Com o passar do tempo as manchas na pele dos deuses ficaram maiores, e todos se sentiam fracos. A praga pegara quase todos. Pelor, Nerull, Omnitheron, Ehlona, Morgoth, Quen’are e Lucius eram os únicos deuses que não adoeceram, a força não os abandonara, mas não podiam fazer nada pelos outros. 

-- Livynien, o que posso fazer? – Ehlona ficava praticamente todo o seu tempo do lado da deusa da vida. 

-- Sorria minha amiga, a vida sem um sorriso é fútil e inútil. – o sorriso fraco e sem brilho ainda habitava os lábios da fragilizada deusa. 

-- Talvez alguma das minhas plantas poderia lhe ajudar! – o desespero pairava em seus olhos. 

-- Não sejas tola, eu dei vida a elas. Não poderiam me salvar de mim mesma. 

Um deus pode morrer, mas sua morte não é tão simples quanto a dos mortais. Tristemente os deuses são esquecidos, apagados das memórias de seus seguidores, que simplesmente irão acordar e nunca mais se lembrar de seus patronos tão amados, então sua fé os guia para algum outro lugar. 

Muitos anões se perderam quando seu amado pai morreu, dezenas de paladinos e sacerdotes esqueceram quem foram, em uma bela manhã durante o ciclo do sol verde do mundo. A dimensão do deus sucumbiu, sua energia foi dispersa no espaço, nada sobrou para contar a sua história, ninguém mais sabe o seu nome, assim como não sabem os nomes de todos os outros deuses que adoeceram e morreram dessa mesma doença. No fim, todos voltaram ao pó. 

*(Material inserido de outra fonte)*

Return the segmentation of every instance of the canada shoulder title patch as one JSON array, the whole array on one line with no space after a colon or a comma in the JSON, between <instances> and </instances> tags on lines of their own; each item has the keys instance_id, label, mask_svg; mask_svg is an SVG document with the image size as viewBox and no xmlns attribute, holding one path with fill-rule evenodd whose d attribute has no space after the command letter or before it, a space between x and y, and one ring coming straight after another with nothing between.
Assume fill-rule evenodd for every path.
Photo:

-- Creio que mais um se foi. – nesses tempos difíceis até mesmo Omnitheron perdera seu humor. – Já não lembro o nome dele, uma pena. – os deuses esqueceram o nome dos seus companheiros assim como os seus fieis perderam a fé e a certeza que antes tinham. 

-- Não fique com essa cara, sorria meu amigo. – Livynien ainda deitada em uma cama sobrevivia bravamente à doença. 

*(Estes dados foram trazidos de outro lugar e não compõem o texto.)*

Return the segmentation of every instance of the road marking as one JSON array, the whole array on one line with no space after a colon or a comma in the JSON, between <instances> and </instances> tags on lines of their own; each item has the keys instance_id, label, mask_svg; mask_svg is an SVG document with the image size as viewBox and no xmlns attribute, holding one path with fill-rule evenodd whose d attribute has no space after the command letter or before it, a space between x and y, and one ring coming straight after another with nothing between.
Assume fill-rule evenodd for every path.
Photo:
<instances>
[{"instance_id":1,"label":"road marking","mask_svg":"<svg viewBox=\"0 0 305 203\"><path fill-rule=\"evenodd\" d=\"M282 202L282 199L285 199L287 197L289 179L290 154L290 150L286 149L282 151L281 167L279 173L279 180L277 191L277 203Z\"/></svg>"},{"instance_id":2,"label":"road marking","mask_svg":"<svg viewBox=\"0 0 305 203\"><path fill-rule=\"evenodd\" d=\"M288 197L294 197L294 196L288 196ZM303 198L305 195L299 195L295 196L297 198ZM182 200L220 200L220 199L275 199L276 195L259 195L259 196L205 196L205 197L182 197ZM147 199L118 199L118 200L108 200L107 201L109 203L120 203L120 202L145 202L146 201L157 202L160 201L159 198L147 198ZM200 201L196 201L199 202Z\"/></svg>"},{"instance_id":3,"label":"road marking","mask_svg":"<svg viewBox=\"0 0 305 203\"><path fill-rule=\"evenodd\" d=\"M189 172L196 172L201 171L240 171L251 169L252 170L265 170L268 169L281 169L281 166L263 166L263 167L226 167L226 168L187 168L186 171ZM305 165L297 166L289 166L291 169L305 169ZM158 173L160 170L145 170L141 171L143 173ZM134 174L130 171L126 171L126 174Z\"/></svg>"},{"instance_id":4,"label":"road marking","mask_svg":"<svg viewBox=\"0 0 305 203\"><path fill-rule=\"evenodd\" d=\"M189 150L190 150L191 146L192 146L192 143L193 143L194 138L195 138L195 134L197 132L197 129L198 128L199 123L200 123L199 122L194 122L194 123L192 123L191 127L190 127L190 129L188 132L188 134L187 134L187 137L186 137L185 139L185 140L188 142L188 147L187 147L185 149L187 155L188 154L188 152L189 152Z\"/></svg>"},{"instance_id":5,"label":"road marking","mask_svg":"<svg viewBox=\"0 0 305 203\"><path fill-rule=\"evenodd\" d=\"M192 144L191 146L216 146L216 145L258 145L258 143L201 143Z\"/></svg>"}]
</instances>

-- Creio que até meu senso de humor se foi. Se perdeu junto com as minhas memórias. – um olhar triste dominava a expressão do deus que sentado ao lado da cama simplesmente deixava o tempo fluir. 

-- Já lhe disse Omni, siga o seu caminho e saia desse quarto amaldiçoado. Não precisamos que mais um deus caia para essa estranha doença. – Livynien demonstrava um carinho de mãe em relação aos outros deuses, que se perdiam em desespero. O esquecimento era o maior medo de todos. Sua compaixão pelo deus era demonstrada por um leve cafuné em seus cabelos, que um dia já foram negros e agora eram quase brancos, um cinza triste e melancólico. 

-- Fique feliz Livynien, a VIDA nunca morrerá. Ela existirá enquanto existir a morte, ela é interminável. 

 

Todos os seres vivos da criação gostariam que o Deus do Tempo estivesse certo. Que a Deusa sobrevivesse, contudo até ele pode se enganar. Livynien morreu, mas seu corpo não virou cinzas de imediato, durante séculos a Vida se esvaiu de seu corpo imóvel, que perdia pedaços conforme, sem piedade, o tempo passava, dando chance de existir nova vida no mundo.